George Reston

El Olimpo de los narcos

La increíble vida de los "semidioses" de las drogas

Colección Conjuras

L.D. Books

Edición Digital


El Olimpo de los narcos

©George Reston, 2015

L.D. Books

D.R. ©Editorial Lectorum, S.A. de C.V., 2016 Batalla de Casa Blanca Manzana 147 A, Lote 1621 Col. Leyes de Reforma, 3a. Sección C. P. 09310, México, D. F.

Tel. 5581 3202

www.lectorum.com.mx

ventas@lectorum.com.mx

Primera edición: febrero de 2016

ISBN edición impresa: 9781539803577

Colección Conjuras

D.R. ©Portada e interiores: Mariel Mambretti

Características tipográficas aseguradas conforme a la ley.

Prohibida la reproducción total o parcial sin autorización escrita del editor.


Índice

Introducción

Capítulo 1. Rafael, El Narco de Narcos

Capítulo 2. Lucas. Heroína, Marca Registrada

Capítulo 3. La Larga Sombra del Patrón

Capítulo 4. Luciano, el Modernizador

Capítulo 5. Joaquín, El Chapo. Atrápame si Puedes

Epílogo

Apéndice fotográfico

Bibliografía


Introducción

"¿El narcotráfico le daba dinero fácil?

No, nada es fácil. Todo cuesta trabajo”

Rafael Caro Quintero, narcotraficante mexicano, ante la prensa

Es difícil imaginar una profesión de mayor riesgo pero, al mismo tiempo, también cuesta muchísimo ignorar que se trata del oficio más rentable en estos tiempos de capitalismo salvaje, de competencia feroz entre contendientes dispuestos a instalar su producto de modo global a fuerza de balas y de sangre y principalmente, atentos a una demanda creciente y sostenida que no se detiene, que se multiplica, que ignora fronteras y límites legales, y que amenaza con destruir las perspectivas de las generaciones más jóvenes.

La historia del narcotráfico es un relieve que en la historia aparece marcado por las contradicciones y los dobles discursos, y con aristas no siempre sujetas al rigor necesario para comprender un fenómeno tan candente.

A contramano de los lugares comunes y los prejuicios instalados por los estereotipos hollywoodenses, la historia del narcotráfico y las de algunos de sus principales protagonistas no pueden detenerse exclusivamente en registrar biografías de delincuentes de origen latino. Como un elemento más de la eficaz propaganda cultural inoculada desde Estados Unidos, en muchas ocasiones se soslaya que éste es el principal consumidor de narcóticos del mundo, con cifras que alcanzan para monopolizar sólo en cocaína un tercio de la producción mundial, según confirma la Organización Mundial de la Salud (OMS). O, lo que es lo mismo, si la demanda de drogas de Estados Unidos no existiera, el negocio no sería redituable y los narcotraficantes no serían personajes poderosos y multimillonarios. Pero conjeturar esos términos se acerca más a la utopía que a la realidad.

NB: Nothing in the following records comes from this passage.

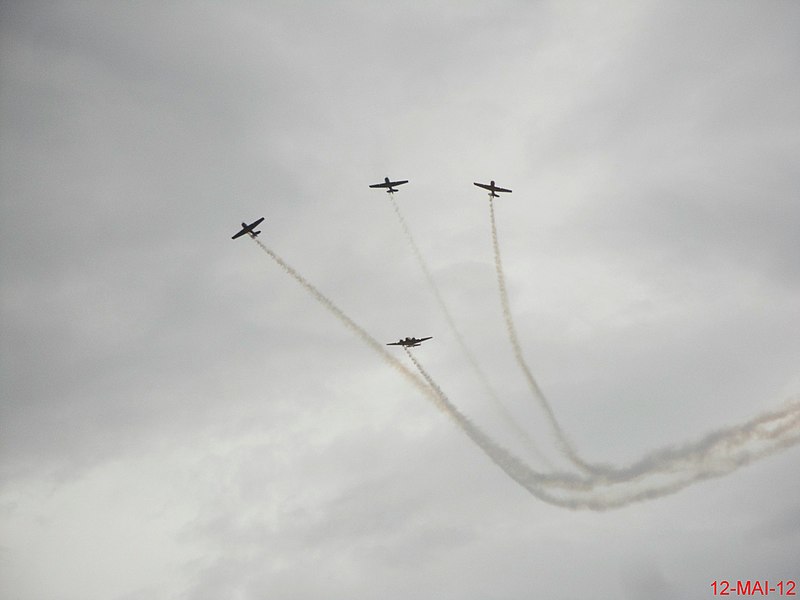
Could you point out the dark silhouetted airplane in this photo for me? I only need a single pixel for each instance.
(389, 185)
(492, 188)
(409, 342)
(249, 229)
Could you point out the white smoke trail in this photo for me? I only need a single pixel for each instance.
(562, 440)
(502, 410)
(716, 454)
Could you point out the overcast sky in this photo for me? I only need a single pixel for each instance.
(181, 419)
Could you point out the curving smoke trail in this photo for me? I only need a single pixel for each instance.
(714, 455)
(562, 440)
(521, 434)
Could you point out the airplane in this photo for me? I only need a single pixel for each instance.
(249, 229)
(409, 342)
(389, 185)
(492, 188)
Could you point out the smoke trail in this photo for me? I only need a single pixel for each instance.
(561, 438)
(503, 411)
(355, 328)
(714, 455)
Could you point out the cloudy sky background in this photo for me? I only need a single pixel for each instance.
(180, 419)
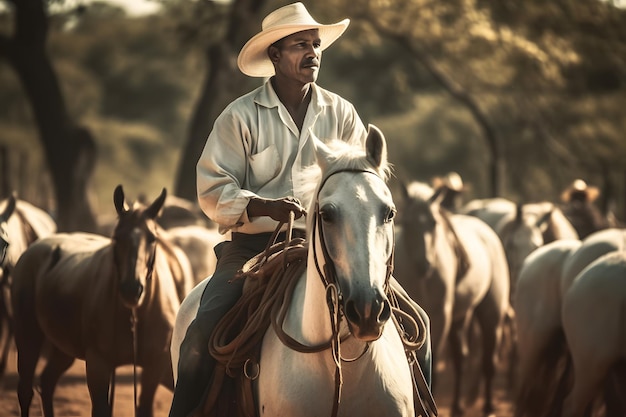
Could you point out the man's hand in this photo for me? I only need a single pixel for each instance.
(278, 209)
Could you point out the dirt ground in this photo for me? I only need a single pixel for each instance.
(72, 397)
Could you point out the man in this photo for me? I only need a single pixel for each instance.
(253, 157)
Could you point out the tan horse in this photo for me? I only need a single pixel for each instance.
(21, 223)
(77, 294)
(455, 267)
(594, 313)
(545, 279)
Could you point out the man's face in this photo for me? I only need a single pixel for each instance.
(298, 57)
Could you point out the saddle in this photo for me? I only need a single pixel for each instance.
(271, 277)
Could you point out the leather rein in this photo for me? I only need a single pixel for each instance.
(333, 297)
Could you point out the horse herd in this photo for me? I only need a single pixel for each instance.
(502, 283)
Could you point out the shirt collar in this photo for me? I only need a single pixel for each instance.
(267, 97)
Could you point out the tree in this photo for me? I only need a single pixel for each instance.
(234, 24)
(69, 147)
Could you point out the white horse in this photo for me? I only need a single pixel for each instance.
(540, 342)
(350, 235)
(545, 279)
(594, 314)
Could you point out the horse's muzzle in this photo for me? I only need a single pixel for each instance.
(367, 319)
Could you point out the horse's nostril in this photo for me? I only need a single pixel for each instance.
(351, 312)
(385, 312)
(131, 290)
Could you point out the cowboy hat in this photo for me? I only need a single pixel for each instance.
(580, 187)
(287, 20)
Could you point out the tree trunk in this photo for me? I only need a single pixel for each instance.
(223, 83)
(69, 149)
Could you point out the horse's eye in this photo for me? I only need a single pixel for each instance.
(391, 214)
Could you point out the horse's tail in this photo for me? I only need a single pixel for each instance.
(543, 382)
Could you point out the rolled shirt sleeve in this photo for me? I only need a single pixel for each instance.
(255, 149)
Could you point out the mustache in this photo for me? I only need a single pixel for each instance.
(311, 62)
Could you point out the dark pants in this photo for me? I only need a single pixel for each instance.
(195, 364)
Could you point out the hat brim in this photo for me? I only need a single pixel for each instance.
(253, 60)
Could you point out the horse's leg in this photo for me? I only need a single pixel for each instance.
(589, 375)
(615, 394)
(491, 329)
(28, 340)
(56, 365)
(458, 351)
(98, 378)
(151, 376)
(5, 319)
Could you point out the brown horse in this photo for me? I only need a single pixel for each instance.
(108, 301)
(454, 266)
(21, 223)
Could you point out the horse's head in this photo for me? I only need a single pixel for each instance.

En ese sentido, la emergencia de personajes que se ocupan de los primeros eslabones en la cadena del narcotráfico, casi siempre en países de América del Sur, Centroamérica o el sudeste asiático, es apenas un comienzo. Pero sería imposible comprender la lógica del tráfico de drogas sin contemplar el anónimo trabajo de distribución dentro de las fronteras de Estados Unidos.

Ya en diciembre de 1997, el exdirector de la DEA, Thomas A. Constantine, admitió ante la prensa mexicana una verdad incómoda: sin grupos de distribución locales, los cárteles no podrían operar en Estados Unidos. El propio Constantine añadió que el aporte de los norteamericanos al tráfico es “a través de una red de administradores de alto nivel, transportistas, contadores, expertos en comunicaciones y personal de almacenamiento”.

Extrañamente, la crónica policial evita tanto registrar apellidos de narcotraficantes norteamericanos como historiarlos (es decir, demonizarlos); al menos, con el mismo énfasis que pone en sus pares latinos. Es como si se pretendiera hacer creer a todo el mundo que el comercio de narcóticos depende exclusivamente de la ambición y el desprecio por la vida de los latinos en general, y de algunos asiáticos en particular.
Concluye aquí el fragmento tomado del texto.